The Two Popes Review

Cast: Jonathan Pryce, Anthony Hopkins, Luis Gnecco, Sidney Cole

Director: Fernando Meirelles

Review:

I wasn’t exactly sure how a movie about the schism in the Catholic Church and transition of power between Pope Benedict XVI and Pope Francis, but when you have the director of City of God and a cast as strong as this one, there’s really no way it could go wrong.  What might be automatically perceived as a movie glorifying a couple of controversial figures, the strengths of this film lie are with how powerful and complex these characters are.  Led by two phenomenal performances, The Two Popes takes a difficult period of time for the Church and breaks it down to its most human level.

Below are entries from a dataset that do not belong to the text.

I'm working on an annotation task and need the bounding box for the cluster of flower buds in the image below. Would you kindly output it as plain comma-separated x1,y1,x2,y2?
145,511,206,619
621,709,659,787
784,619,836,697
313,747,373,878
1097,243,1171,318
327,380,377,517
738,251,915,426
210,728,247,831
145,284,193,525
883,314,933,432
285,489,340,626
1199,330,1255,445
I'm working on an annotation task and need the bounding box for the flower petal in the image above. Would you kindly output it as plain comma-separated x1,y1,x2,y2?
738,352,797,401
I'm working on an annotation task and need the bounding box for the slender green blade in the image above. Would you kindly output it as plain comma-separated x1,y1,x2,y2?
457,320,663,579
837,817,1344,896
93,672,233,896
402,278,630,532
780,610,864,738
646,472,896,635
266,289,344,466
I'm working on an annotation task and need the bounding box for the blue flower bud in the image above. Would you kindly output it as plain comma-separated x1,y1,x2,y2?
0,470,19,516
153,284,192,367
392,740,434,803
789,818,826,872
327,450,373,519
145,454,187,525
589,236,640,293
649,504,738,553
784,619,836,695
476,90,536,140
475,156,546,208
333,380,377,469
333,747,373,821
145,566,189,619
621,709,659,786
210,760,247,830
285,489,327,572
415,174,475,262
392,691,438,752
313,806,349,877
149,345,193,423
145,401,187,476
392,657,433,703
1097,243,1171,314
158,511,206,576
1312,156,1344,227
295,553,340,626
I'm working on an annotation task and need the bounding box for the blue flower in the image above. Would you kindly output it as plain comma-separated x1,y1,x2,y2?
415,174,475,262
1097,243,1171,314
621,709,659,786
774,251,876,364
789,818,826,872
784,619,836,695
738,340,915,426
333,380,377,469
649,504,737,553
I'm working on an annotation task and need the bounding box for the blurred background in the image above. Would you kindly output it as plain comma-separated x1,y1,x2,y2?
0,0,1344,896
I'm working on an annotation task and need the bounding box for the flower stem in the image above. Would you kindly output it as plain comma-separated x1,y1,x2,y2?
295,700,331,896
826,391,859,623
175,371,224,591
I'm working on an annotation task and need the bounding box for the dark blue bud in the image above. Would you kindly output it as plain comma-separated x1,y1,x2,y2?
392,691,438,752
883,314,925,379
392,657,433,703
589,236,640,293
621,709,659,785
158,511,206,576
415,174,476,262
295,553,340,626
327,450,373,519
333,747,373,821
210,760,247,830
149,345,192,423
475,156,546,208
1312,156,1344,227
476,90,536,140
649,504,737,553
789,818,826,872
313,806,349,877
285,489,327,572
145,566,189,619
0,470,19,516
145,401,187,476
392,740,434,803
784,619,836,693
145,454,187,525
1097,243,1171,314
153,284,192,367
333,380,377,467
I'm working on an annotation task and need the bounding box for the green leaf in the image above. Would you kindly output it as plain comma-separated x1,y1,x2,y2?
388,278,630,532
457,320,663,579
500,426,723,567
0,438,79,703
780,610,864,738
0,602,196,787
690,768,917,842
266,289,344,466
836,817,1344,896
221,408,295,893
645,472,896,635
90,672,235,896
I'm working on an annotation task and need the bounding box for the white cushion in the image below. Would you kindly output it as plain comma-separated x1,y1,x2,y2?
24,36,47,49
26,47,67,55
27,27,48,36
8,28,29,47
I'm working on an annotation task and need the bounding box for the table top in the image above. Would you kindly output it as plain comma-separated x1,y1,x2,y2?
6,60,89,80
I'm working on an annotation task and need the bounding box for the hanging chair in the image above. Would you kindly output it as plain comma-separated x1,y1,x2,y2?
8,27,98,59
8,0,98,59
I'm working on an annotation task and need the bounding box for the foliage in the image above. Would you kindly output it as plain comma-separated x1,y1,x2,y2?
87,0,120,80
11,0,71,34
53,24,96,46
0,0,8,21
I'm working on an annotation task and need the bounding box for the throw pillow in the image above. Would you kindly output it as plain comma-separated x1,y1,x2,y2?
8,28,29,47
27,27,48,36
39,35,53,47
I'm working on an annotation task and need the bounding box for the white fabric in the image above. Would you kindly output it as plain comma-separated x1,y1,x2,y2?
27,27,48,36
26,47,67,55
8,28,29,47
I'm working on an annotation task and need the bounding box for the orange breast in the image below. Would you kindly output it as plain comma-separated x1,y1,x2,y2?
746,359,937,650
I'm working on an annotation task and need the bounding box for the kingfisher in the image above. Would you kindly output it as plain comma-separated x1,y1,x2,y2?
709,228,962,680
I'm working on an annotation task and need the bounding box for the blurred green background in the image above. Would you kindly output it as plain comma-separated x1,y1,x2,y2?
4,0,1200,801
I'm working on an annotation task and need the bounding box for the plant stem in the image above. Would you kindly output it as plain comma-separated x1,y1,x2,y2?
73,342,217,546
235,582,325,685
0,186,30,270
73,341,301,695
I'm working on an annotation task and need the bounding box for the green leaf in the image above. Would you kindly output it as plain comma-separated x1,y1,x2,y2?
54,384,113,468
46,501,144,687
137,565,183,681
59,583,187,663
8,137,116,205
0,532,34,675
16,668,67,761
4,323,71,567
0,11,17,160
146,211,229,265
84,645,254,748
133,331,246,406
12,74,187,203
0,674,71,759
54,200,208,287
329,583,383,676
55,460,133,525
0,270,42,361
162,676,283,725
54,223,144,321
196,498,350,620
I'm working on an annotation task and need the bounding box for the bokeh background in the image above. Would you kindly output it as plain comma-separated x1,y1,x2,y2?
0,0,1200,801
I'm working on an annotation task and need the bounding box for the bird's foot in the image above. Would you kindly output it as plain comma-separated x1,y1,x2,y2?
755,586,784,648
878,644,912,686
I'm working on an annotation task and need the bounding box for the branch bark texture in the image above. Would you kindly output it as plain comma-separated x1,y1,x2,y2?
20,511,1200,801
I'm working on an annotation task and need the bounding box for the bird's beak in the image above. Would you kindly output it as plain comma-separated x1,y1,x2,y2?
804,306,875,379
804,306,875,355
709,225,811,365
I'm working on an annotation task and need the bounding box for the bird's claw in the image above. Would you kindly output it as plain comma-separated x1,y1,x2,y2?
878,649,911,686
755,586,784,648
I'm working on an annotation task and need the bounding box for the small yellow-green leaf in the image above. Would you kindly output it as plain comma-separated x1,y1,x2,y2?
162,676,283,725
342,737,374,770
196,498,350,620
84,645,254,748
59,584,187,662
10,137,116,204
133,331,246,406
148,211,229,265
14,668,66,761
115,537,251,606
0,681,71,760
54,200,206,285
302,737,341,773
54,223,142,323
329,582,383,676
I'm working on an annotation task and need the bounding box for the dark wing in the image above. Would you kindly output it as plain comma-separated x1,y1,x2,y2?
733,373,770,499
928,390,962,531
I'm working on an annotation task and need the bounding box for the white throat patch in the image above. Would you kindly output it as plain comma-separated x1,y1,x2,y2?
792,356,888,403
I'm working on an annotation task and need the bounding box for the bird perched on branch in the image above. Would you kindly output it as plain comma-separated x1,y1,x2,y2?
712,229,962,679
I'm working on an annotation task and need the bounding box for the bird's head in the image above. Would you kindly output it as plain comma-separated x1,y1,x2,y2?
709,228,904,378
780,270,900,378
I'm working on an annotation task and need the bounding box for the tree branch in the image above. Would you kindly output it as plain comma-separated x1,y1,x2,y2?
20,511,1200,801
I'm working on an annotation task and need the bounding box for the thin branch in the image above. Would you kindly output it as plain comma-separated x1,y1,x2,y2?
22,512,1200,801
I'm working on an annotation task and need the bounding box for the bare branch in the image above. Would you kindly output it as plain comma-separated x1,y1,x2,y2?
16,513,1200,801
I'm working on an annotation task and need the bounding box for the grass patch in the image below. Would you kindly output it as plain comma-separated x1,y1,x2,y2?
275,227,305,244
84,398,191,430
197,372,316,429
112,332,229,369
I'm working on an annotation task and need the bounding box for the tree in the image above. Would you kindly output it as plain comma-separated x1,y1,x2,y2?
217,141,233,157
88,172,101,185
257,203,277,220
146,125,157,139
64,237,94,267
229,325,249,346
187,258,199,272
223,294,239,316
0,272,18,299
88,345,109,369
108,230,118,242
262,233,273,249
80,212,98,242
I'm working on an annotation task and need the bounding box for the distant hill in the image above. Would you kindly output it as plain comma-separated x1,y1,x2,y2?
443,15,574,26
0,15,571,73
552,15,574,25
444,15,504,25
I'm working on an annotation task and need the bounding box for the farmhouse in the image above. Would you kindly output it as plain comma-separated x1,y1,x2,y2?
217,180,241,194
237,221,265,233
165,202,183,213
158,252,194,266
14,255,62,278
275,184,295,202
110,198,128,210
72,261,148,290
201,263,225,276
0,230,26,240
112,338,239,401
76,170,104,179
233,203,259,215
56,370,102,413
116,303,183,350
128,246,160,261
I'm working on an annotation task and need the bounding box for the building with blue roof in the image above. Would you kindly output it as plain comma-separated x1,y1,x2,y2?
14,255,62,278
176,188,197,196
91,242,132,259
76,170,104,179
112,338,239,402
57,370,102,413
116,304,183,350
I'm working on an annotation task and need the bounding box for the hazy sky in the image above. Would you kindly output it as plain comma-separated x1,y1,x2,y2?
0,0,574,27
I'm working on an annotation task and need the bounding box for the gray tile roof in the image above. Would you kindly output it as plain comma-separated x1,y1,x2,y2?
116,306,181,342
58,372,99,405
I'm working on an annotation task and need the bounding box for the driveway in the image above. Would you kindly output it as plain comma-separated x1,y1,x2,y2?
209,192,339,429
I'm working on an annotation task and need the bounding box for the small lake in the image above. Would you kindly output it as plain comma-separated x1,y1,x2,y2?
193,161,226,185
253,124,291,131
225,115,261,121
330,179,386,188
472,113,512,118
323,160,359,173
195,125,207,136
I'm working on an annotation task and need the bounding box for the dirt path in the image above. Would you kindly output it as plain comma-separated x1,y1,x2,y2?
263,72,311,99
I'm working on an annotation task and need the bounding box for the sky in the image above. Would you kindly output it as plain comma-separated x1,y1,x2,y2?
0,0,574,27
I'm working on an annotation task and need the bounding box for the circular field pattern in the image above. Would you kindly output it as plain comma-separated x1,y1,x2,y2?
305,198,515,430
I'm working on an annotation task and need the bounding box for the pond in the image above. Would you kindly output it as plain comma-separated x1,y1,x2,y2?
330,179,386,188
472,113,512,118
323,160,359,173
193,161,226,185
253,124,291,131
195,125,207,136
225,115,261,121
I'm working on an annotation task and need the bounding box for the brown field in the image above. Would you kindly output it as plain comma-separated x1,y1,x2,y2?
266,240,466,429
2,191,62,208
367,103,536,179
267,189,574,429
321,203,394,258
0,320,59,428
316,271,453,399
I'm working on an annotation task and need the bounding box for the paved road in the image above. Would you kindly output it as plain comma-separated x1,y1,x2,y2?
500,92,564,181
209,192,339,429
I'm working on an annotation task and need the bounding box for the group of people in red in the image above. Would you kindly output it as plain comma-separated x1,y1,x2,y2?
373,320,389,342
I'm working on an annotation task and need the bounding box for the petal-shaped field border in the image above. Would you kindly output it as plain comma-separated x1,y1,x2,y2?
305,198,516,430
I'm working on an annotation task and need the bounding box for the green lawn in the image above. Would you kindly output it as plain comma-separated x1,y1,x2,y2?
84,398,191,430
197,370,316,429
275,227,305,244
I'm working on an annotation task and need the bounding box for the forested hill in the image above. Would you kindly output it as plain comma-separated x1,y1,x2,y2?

The film follows Cardinal Jorge Mario Bergoglio (Pryce), a Jesuit Archbishop of Buenos Aires and a Catholic who believes that the Church’s hardline approach to social issues is turning people away from the religion.  While Pope Benedict XVI (Hopkins) maintains that their stance on social issues is what keeps the religion what it is.  As personal and widespread problems plague the Catholic Church, Benedict must decide if he can keep the Church moving in this direction or if he should step down and make room for someone more personable to bring people into their religion.  When you have a story centered around two specific characters, their chemistry must be immaculate for this movie to work at an elite level.  Fortunately, Pryce and Hopkins match their energy step-for-step and create an atmosphere where we can identify exactly what the movie is trying to represent.  With Hopkins playing a character who only knows religion and Pryce playing a man who was much more outside perspective, the two clash over their ideologies even though they both want the same thing.  Of the two, Hopkins may have the stronger performance just because of his ability to be a stern, cold conservative compared to the changing world around him.  Seeing him grow through a character progression unlike many that we’ve seen this year is incredibly helpful for the progress of the movie and even though he’s in more of a supporting role, Hopkins really helps make this happen.  The main reason why this movie works is because the story doesn’t portray either man as perfect.  Even though they show Jorge with more liberal leanings, they also show his failure to act when the military was in charge of Argentina and kidnapping anyone who didn’t agree with their policies.  When a movie takes a character that is perceived to be the voice of morality and proves that his negative experiences helped create this morality, it shows a level of pain, cowardice, and weakness that is helpful in showing us that it’s ok to have weaknesses and fall short sometimes.  Especially when you’re going to be the leader of a large religion, you would want someone who understands personal failures and the inability to speak up in a time of need and can teach that two his followers.  The Two Popes spends 125 minutes exploring a side of the Church that very few see and that we’re better off for watching.

Overall, The Two Popes is once again another strong showing for Netflix especially during awards season.  Pryce and Hopkins are known for their history of enhancing movies from their performances and they certainly do that here.  From a top-down perspective, The Two Popes is just a movie that works on every level and shows a level of talent that is rarely seen elsewhere.  I hope Netflix’s slate is as strong next year as it is this year, because between The Two Popes and a few of their other movies, this is the best year they’ve ever had.